Still, the researchers have more question than answers. They aren’t clear on all the possible physiological reactions that ASMR can cause. And though Davis suspects that most people, if not all, can feel some version of ASMR, it’s hard to measure from a scientific perspective because researchers still don’t know how to tell participants what they should be feeling.
Those who don’t think they can experience ASMR simply might not have found the right stimulus. “Emma [Barratt, Davis’ co-author on the paper] first told me about ASMR. When she described it to me I realized I had experienced ASMR my whole life, for example when getting a haircut or a massage,” Davis says.
Luckily for researchers, the internet has brought together a strong community of ASMR enthusiasts who are “engaged and helpful” towards scientists, as Davis says.
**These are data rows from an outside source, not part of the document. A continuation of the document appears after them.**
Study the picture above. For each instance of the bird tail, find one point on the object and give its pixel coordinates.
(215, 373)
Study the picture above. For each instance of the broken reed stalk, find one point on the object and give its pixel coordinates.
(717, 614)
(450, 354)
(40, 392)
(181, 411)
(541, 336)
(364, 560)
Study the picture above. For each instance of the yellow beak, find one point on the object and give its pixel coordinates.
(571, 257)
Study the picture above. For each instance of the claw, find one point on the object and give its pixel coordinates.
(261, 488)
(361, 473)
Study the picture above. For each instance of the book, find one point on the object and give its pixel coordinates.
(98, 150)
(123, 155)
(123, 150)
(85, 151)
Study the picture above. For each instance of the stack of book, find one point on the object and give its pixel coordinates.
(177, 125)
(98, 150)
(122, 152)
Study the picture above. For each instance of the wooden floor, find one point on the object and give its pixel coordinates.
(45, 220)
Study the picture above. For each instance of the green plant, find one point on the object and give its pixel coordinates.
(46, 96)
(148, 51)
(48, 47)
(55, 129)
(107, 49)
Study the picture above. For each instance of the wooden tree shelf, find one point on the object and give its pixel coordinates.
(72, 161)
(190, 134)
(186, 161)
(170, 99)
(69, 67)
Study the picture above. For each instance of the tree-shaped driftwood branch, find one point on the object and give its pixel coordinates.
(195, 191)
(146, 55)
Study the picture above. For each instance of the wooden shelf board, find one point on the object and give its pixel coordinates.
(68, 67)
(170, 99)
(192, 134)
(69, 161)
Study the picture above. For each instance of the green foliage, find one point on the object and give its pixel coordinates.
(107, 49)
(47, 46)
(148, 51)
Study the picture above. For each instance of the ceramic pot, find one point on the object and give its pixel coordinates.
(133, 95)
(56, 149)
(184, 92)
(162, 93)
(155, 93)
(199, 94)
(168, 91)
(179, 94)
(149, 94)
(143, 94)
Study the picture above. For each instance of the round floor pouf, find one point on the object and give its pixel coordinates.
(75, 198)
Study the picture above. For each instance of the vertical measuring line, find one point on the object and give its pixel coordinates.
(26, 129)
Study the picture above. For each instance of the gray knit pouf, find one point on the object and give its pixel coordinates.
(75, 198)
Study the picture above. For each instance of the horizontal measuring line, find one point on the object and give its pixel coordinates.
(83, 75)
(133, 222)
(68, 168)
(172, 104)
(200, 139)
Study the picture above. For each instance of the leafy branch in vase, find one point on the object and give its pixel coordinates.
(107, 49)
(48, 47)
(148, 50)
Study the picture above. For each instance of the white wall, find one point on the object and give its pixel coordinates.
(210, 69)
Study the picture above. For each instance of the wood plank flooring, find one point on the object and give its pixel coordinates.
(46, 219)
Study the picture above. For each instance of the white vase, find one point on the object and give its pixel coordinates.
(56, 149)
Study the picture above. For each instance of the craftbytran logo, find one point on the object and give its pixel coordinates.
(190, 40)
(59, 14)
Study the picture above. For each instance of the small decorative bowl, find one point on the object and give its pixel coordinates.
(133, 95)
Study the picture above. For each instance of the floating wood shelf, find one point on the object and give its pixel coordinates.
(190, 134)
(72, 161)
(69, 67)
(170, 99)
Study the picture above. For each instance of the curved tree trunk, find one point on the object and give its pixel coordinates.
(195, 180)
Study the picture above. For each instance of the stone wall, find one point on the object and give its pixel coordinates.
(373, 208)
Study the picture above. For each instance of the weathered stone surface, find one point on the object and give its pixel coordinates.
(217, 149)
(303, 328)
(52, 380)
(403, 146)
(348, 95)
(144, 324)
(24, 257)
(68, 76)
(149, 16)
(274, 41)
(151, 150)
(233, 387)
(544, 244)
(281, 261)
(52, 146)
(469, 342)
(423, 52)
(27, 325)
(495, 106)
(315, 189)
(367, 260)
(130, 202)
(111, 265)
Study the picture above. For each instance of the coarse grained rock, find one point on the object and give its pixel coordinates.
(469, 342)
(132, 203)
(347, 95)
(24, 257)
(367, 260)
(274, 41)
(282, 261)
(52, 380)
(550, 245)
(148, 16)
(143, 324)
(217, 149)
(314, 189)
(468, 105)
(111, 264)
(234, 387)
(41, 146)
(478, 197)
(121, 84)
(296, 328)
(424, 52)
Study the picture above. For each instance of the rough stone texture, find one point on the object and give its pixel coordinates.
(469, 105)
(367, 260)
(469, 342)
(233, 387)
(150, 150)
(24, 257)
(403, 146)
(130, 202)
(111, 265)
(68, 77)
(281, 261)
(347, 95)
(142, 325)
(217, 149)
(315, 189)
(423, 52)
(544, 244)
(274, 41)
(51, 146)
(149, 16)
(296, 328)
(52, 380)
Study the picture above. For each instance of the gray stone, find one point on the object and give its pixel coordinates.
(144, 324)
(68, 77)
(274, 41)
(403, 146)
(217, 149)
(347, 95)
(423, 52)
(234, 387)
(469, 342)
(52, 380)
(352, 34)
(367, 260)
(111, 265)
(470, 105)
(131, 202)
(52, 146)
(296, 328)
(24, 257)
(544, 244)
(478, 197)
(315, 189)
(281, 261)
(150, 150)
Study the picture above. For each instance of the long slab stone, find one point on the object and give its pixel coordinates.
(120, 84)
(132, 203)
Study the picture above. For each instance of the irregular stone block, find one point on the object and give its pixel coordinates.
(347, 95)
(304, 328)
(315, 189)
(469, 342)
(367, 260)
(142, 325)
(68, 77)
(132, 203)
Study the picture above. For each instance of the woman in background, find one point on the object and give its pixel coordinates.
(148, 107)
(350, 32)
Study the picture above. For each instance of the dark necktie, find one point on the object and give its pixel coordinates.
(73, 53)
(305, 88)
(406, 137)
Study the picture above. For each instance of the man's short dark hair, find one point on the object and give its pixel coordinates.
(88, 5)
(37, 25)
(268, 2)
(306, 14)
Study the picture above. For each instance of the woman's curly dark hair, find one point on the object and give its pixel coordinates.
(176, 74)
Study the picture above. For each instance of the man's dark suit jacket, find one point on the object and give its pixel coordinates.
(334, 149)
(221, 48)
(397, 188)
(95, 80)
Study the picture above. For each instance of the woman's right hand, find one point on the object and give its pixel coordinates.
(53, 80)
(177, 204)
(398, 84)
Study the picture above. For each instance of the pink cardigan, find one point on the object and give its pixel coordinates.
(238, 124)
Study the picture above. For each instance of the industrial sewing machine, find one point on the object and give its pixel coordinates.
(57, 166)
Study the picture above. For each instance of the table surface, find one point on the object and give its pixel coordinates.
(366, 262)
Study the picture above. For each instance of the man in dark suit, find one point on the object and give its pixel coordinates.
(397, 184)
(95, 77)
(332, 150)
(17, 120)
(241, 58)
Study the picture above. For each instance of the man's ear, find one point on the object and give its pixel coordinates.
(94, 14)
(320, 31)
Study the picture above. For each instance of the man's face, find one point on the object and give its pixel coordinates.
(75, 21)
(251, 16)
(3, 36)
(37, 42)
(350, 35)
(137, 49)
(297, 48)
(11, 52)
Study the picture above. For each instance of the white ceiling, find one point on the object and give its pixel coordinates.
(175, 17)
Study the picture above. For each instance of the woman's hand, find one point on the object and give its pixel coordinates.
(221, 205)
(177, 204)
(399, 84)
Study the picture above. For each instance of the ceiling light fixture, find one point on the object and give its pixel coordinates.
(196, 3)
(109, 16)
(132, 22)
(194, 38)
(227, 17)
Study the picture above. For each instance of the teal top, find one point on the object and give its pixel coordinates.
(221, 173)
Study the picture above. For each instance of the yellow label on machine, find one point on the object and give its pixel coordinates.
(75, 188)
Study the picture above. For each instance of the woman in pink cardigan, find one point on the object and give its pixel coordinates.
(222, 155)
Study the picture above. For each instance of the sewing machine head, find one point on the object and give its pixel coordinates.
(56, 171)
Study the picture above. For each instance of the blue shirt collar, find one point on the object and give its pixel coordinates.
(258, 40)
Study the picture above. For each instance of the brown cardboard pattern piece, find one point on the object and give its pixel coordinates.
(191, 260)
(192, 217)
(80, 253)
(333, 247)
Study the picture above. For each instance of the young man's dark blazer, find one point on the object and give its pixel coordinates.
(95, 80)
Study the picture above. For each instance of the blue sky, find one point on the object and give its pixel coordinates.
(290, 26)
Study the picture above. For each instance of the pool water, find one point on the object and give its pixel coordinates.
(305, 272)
The subjects are waiting, now scientists just have to get involved.
Davis’ paper was intended to serve as a starting point for scientists discussing ASMR. He has plans for a future study, and another team is investigating the physiological response to ASMR. If they can do so, not only would they get a glimpse into one of the quirkier functions of the human brain, they might uncover a practice that could be used to help treat a handful of neurological and psychological conditions.
If you haven’t yet tried to trigger ASMR for yourself, Davis recommends it. “ASMR is a safe and enjoyable way to relax, and everyone should check out a channel to see if works for them!” he says.